Re: [exim] DKIM ed25519 signing issues

Page principale
Supprimer ce message
Répondre à ce message
Auteur: Phil Pennock
Date:  
À: Graham McAlister
CC: Exim-users
Sujet: Re: [exim] DKIM ed25519 signing issues
On 2020-03-04 at 09:06 +0000, Graham McAlister via Exim-users wrote:
> Has anyone successfully used Exim and DKIM with ed25519 keys? Any pointers?

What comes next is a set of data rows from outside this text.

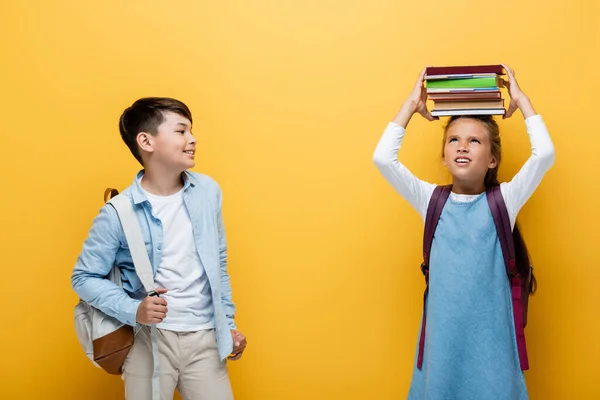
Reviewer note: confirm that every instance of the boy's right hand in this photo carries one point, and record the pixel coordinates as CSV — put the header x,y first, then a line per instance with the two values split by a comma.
x,y
153,309
415,103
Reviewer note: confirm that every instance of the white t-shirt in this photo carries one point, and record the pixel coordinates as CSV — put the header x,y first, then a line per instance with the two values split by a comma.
x,y
189,300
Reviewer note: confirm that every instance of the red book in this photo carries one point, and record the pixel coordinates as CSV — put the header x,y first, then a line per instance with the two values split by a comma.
x,y
468,69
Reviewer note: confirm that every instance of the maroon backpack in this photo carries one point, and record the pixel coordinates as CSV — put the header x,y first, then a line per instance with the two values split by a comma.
x,y
514,251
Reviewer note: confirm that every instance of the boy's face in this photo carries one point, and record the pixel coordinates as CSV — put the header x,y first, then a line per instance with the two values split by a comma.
x,y
174,147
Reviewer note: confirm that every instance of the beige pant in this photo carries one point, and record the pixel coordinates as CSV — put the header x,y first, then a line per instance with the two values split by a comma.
x,y
188,361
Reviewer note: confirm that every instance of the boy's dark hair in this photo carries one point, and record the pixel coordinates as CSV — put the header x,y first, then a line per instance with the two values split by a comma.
x,y
145,115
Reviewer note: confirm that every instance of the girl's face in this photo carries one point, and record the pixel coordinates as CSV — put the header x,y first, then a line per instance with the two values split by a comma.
x,y
468,154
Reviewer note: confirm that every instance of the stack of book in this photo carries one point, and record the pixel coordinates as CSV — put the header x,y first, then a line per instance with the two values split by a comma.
x,y
465,90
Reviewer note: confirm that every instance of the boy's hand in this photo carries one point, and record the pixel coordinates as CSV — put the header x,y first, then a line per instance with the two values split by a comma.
x,y
415,103
518,99
239,345
153,309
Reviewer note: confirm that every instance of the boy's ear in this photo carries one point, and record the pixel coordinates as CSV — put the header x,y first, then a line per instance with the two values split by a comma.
x,y
145,142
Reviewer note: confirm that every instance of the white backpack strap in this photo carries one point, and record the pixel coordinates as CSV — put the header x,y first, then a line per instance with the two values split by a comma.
x,y
135,240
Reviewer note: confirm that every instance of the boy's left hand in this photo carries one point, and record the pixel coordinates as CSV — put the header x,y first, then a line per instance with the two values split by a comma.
x,y
239,345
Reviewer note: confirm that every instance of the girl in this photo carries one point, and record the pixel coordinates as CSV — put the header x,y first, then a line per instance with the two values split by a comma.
x,y
470,347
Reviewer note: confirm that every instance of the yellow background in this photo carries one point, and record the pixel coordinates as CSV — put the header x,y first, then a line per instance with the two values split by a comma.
x,y
289,100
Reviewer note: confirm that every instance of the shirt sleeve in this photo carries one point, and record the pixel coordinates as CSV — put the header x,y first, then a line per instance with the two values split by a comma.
x,y
525,182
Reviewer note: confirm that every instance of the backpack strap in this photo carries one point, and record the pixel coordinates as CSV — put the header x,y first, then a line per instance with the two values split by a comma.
x,y
135,240
434,211
504,231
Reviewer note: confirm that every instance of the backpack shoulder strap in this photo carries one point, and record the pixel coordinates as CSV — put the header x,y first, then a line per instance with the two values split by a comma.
x,y
135,240
503,228
504,231
434,211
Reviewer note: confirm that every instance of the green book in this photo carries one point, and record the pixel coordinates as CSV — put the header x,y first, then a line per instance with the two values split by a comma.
x,y
465,83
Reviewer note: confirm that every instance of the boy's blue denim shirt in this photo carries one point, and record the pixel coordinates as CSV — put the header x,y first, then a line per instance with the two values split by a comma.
x,y
106,246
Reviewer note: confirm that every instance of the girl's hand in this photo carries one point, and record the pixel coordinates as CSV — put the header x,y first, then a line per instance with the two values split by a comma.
x,y
415,103
518,99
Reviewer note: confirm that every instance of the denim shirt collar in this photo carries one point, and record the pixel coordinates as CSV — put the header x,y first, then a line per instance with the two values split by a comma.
x,y
137,193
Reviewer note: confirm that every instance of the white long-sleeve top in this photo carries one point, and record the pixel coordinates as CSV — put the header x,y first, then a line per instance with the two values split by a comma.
x,y
418,192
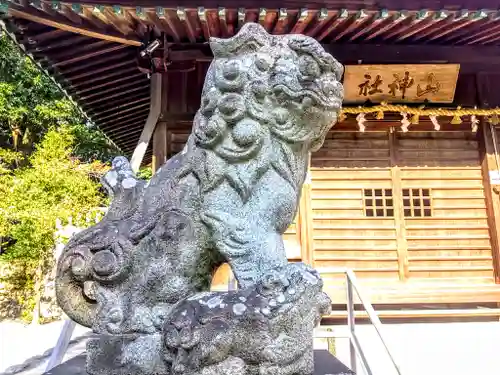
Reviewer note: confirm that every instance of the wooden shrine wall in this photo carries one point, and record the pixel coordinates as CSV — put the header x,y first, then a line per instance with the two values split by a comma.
x,y
401,207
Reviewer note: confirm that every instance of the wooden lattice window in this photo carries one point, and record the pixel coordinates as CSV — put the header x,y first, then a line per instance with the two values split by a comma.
x,y
417,202
378,202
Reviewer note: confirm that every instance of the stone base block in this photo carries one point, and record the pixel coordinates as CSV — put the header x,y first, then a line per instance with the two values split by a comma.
x,y
324,364
125,355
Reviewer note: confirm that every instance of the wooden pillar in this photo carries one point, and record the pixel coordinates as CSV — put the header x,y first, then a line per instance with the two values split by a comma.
x,y
490,171
160,136
305,224
149,127
160,145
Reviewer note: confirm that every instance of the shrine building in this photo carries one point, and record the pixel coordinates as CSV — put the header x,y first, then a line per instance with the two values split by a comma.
x,y
404,191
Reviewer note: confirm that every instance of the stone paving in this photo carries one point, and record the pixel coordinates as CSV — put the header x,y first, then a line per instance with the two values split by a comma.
x,y
430,349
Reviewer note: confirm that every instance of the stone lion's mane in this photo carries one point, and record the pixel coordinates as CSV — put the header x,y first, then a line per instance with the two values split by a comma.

Yes. I dual-sign. It's amusing to see all the status reports from
systems which don't implement Ed25519. At least most of them now will
accept seeing the RSA signature and accept it as good enough, so ignore
the failure from the Ed25519 side.

I've attached `/etc/exim/dk/Makefile` from my own mailhub; there's other
process flow to get the secrets safely stashed away, etc. A couple of
hard-coded paths you'll need to update: I doubt that
`OPENSSL:=/opt/openssl-1.1.1/bin/openssl` works for you.

Oh, it's a BSD Makefile. I don't think GNU make likes the `.for`
syntax. So unless you're on a BSD, this will at best provide you with a
crib source.

Running `make` will make the new RSA and Ed25519 keys for "this month".
I use dYYYYMM as the selector for RSA and dYYYYMMe2 as the selector for
Ed25519.

`make list-current` gets me the exact input I use for my DKIM selector
lookup input (it actually makes a CDB from this).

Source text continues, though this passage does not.